It is what's called an implied subject. "Alla famiglia" = to the family, "non piacque" = (he/she) wasn't liked. As you can see when analyzing the sentence the subject isn't mentioned, but since the verb is in third person singular you know that the subject is going to be either a "him" or "her" (if instead of a person the family didn't like a type of behavior or an event, it could also be an "it"). Hope this helps.
The family did not like him/her/it - any one of those should do, but Duo marked me wrong for using "it". Reported Feb 6 2017.
DL rejected "the family did not like it" 2/22/2019 and does not let me report with "my answer should be accepted"
Duolingo, you can't have an ambiguous translation that can't be reverse translated into the original, it is easy to solve this by adding a pronoun.
Read the explanation by 'cantchooseaname' at the top (and the rest of the thread) - it explains the grammar and logic of the sentence very clearly and simply.
Except there is nothing about the sentence indicating that it's him, her or it, any one of which should be accepted, but "it" is not, but should be. Duo's error in that.
That is something that you need to take up with Duo, but, as far as the explanation of the grammar is concerned, 'cantchooseaname' explains this very clearly and simply.
Yes, I reported it, as I said in my reply to "cantchoo..." I will edit my comments to add "but should be accepted" to reflect Duo's error.
I know this is a little off topic, but whats the difference between "trovato" and "trovarono"? The past tense lessons are a bit confusing.

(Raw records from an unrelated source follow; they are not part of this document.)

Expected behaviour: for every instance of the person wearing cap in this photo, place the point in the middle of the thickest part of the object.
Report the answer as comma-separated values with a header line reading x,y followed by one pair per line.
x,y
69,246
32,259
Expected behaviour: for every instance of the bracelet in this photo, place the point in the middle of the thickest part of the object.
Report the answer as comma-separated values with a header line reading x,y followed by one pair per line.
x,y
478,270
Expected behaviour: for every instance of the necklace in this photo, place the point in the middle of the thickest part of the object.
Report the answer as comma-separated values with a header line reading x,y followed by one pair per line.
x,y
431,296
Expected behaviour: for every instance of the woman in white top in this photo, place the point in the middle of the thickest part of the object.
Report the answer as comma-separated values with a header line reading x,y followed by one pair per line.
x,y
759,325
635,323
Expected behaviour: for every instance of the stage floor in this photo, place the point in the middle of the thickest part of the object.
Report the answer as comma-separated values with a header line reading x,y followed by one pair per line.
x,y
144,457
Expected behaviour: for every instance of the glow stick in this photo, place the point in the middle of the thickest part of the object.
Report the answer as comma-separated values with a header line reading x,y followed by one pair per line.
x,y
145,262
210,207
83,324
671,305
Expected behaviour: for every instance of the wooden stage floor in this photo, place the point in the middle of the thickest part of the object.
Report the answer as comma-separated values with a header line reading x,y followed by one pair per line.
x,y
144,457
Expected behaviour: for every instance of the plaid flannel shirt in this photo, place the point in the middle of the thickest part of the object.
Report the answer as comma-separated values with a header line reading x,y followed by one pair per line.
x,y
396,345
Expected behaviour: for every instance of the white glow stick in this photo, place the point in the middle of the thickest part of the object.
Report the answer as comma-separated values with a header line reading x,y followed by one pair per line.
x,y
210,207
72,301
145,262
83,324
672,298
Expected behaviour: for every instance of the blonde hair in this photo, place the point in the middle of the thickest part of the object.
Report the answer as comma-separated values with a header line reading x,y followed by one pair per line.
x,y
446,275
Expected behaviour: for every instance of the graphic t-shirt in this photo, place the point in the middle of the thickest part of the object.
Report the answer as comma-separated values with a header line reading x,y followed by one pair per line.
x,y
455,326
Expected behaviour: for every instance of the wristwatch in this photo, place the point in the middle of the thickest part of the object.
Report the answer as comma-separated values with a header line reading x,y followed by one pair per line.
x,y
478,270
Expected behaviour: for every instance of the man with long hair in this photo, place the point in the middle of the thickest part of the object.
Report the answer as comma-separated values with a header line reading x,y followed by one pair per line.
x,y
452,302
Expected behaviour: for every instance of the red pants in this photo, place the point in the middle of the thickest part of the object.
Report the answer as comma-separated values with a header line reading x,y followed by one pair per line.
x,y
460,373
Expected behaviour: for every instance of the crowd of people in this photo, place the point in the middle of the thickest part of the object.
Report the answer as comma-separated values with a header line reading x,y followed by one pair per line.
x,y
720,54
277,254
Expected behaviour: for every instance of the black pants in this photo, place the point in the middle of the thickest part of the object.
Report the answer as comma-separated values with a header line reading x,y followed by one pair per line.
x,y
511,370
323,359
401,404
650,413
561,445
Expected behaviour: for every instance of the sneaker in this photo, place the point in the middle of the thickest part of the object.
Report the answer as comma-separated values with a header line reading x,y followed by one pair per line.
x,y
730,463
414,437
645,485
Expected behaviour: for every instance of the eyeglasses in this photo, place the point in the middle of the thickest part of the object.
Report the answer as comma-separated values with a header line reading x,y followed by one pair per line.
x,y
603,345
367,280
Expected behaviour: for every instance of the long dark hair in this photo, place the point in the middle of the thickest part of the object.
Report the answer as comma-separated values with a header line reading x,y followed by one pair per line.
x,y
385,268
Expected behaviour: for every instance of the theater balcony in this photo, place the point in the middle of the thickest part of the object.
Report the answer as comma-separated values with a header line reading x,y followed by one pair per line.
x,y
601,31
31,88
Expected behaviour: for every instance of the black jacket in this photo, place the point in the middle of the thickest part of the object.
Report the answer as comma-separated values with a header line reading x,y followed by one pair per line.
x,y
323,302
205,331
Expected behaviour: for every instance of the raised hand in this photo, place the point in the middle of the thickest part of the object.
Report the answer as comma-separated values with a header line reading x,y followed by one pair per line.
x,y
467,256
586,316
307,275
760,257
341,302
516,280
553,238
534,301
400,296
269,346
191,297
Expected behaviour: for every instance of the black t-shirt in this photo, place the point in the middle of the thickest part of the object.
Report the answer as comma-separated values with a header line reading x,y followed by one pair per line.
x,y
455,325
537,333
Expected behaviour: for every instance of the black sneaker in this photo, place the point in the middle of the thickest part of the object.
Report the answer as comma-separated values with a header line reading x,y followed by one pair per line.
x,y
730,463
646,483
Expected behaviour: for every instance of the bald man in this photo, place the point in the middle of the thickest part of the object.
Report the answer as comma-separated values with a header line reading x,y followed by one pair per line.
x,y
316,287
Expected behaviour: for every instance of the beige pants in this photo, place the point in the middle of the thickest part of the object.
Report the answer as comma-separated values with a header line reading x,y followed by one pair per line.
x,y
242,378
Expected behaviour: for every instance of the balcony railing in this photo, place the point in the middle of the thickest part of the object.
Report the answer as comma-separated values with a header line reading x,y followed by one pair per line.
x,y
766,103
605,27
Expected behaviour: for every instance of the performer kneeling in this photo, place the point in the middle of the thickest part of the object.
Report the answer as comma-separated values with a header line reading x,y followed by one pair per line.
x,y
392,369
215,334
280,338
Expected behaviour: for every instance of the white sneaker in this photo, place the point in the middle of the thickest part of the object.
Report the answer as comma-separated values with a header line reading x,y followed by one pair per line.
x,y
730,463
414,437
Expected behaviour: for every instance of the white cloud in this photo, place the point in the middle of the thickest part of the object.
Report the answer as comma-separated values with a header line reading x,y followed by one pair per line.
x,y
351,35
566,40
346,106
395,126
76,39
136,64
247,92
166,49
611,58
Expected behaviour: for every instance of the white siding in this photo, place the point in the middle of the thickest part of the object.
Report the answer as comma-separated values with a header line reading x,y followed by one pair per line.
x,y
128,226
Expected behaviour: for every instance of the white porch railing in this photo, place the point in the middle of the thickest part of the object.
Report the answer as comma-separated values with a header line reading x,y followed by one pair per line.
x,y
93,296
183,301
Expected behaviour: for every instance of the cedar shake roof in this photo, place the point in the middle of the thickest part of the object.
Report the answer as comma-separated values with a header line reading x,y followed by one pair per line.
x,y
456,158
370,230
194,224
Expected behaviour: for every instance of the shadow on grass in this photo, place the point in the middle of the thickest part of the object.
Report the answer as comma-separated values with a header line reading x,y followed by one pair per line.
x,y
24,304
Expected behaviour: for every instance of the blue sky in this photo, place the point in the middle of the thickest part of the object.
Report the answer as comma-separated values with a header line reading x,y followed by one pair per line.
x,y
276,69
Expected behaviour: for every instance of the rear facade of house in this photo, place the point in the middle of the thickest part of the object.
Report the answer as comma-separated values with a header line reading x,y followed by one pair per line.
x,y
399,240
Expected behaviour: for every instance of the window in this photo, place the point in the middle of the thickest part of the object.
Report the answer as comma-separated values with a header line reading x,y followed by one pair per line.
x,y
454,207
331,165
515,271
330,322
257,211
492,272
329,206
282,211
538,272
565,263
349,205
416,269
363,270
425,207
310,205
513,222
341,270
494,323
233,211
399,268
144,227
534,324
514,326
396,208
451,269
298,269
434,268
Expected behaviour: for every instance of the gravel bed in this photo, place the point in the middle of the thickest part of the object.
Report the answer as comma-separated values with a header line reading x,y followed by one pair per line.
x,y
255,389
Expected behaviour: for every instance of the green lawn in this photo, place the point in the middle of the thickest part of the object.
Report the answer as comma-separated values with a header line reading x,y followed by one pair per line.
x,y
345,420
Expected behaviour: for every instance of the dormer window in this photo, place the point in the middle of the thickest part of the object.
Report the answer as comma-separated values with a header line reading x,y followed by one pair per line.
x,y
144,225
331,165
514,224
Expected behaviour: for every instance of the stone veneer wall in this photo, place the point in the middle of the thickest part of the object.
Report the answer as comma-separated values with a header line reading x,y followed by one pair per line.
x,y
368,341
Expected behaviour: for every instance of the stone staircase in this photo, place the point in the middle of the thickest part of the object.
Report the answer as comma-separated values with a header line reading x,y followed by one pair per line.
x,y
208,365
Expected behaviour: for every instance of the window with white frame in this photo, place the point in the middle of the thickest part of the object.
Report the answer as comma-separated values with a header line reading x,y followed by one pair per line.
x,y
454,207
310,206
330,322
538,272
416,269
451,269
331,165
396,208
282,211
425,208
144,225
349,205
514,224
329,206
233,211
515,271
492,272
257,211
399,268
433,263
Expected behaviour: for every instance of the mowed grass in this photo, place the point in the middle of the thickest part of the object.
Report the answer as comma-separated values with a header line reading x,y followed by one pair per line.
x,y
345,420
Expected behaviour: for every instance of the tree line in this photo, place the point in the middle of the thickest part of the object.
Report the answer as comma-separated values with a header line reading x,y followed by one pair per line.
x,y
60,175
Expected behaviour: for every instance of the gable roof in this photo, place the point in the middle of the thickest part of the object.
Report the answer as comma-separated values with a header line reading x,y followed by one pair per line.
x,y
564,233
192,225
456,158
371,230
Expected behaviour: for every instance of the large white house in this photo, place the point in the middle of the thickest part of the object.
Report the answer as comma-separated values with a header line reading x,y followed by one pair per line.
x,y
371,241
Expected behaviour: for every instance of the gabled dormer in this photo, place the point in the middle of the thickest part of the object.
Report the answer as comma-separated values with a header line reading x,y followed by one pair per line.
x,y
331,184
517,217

They are different tenses. "trovato" is the participle used in a number of tenses with an auxiliary verb, as in the passato prossimo e.g. hanno trovato = they have found or they found, whereas "trovarono" is the passato remoto (simple past tense) meaning they found. Mostly you only need to use passato prossimo for events in the recent past, but this lesson is on passato remoto which is mainly used for historical past events, in literature and in many places in southern italy instead of passato prossimo for recent past events. http://italian.about.com/od/verbs/a/italian-verbs-remote-past-tense.htm
So for example, if I wanted to write the sentence " I found my keys" I could use " Ho trovato i miei chiavi" or " Trová i miei chiavi"? Not quite sure if translated that simple past tense variation correctly...
The passato remoto (simple past tense) would be "trovai le mie chiavi" but in this case it is not in a historical or literary context so you might only hear that in conversation in some parts of southern Italy, as I understand it. So you should probably just stick to the passato prossimo in conversation and in describing events in the recent past (unless one of the other past tenses are required such as imperfetto or trapassato prossimo).
for some reason the sound is not coming through on this one - works fine for all other sentences. has anybody else had the same problem?
Why is 'it didn't please the family' marked wrong. An example where the english can reflect the italian usage literally
@CarolHarrison, you're right! You can't say... "alla famiglia non piacque" and then you translate using "her"... you can't omit "lei". "Alla famiglia, lei non piacque" is correct.
I wrote "It didn't please the family" but was marked incorrect. I don't understand why it must be "The family did not like her." Surely both should be accepted since we are not given any further context?